In the 21st century, cybercrime has become possible because of the introduction of Internet technologies into our lives. Storing cryptocurrencies is no exception in this case. According to buidlbee.com, October 2022 has already entered the history of cryptocurrencies – 11 cyber attacks were committed on the markets.
In this article, you will learn how to protect your cryptocurrencies from most security threats.
Choose a Reliable Cryptocurrency Wallet
You can keep your digital currency in a variety of wallets, just like you can do with conventional currency. Each kind of cryptocurrency wallet has advantages and disadvantages. An outline of these sorts is provided below.
Hot wallets are those that are linked to the Internet, making them more susceptible to various online dangers. They are always accessible online, making it simple and quick to access money. Typically, trading platforms provide these wallets.
Cold wallets can’t be hacked because they are disabled. Those people that require really strong protection can choose this option. They typically take the shape of paper or hardware wallets.
The greatest qualities of hot and cold wallets are combined in warm wallets. Although they are available online, simple to use, and provide several services, the money is kept in cold storage.
Activate two-factor authentication (2FA)
A further security measure for your coins is two-factor authentication (2FA), commonly referred to as multi-factor authentication. The concept is straightforward: whenever you take a step that exposes your funds in danger, the software immediately asks for a secret key to verify the transfer. The special key is delivered to the email or telephone number connected to the profile.
Create strong passwords and codes
Regardless of the kind of blockchain wallet you utilize, the majority of them demand that you establish a password or PIN. Your initial source of protection is these codes, therefore creating them carefully is important.
Double-check websites, emails, and text messages
A cryptocurrency wallet can be hacked in a variety of ways. Phishing, a form of online fraud intended to get passwords or security keys from the user directly, is one of the most well-liked and effective types of attack. Hackers aim to get in touch with you via email, phone, or text messages in the guise of company personnel; this is also the simplest way for them to conduct a theft. They might attempt to obtain sensitive information about your wallet in this situation by claiming to be representatives of your stock or wallet company. Another illustration is when they get in touch with customer care and offer to provide your passwords or any other personally identifiable information to address a specific issue.

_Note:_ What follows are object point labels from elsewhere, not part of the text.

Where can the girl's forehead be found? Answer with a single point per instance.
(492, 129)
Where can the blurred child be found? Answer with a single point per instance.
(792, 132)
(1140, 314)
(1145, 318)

Do not believe the email’s logos and colors since hackers will stop at nothing to win your faith. Maintain the validity of this address at all times, and if in doubt, get in touch with the customer support team via the appropriate channels to confirm that you have received a call from an agent.
Use mobile Internet instead of public Wi-Fi
When you come to a cafe, you inquire about the Wi-Fi connection. But the ugly truth is that you will never discover who is behind this connection or what their aims are. There are risks associated with accessing a free Wi-Fi hotspot, particularly if you have a sizable amount of cryptocurrencies in your wallet. Take the required security measures if you plan to use a public Wi-Fi network to prevent hackers from accessing your cryptocurrency. Merely refraining from interacting with your cryptocurrency wallet or exchange profile while online is the easiest method to achieve this. The utilization of reliable networks is a further crucial factor. Additionally, pay attention to the encryption that the Wi-Fi service employs. Because it provides a greater degree of security than WPA and WEP, the WPA-2 protocol is chosen.
Use QR codes to share wallet addresses
The addresses of cryptocurrency wallets are not quite “friendly.” They are extremely difficult to recall because of their length and complexity. And criminals take advantage of them because of this. Hackers can rapidly update and enter the incorrect transfer address when you transmit it if your machine is infected with malware. Offline cryptocurrency transactions should be chosen to increase the security of your wallet. There is a technique to stop the transaction and restore the funds between wallet accounts.
Monitor the performance of your computer
The awful reality of cyberattacks is that you don’t realize they’ve happened until it’s too late. But you’re not alone. Research indicates that it takes businesses six months on the median to discover data theft. There is a potential that you won’t even be aware that someone has obtained access to your computer if it takes so long for organizations with capabilities to identify an assault. For a hacker, breaking into your laptop is just the beginning. Your cryptocurrencies might not be accessible if you were cautious and didn’t record your credentials on stickers. However, you will run into issues very fast if you ever enter into your wallet profile or access data that could jeopardize it.
We hope that our article will help you protect your savings and avoid being attacked by cybercriminals.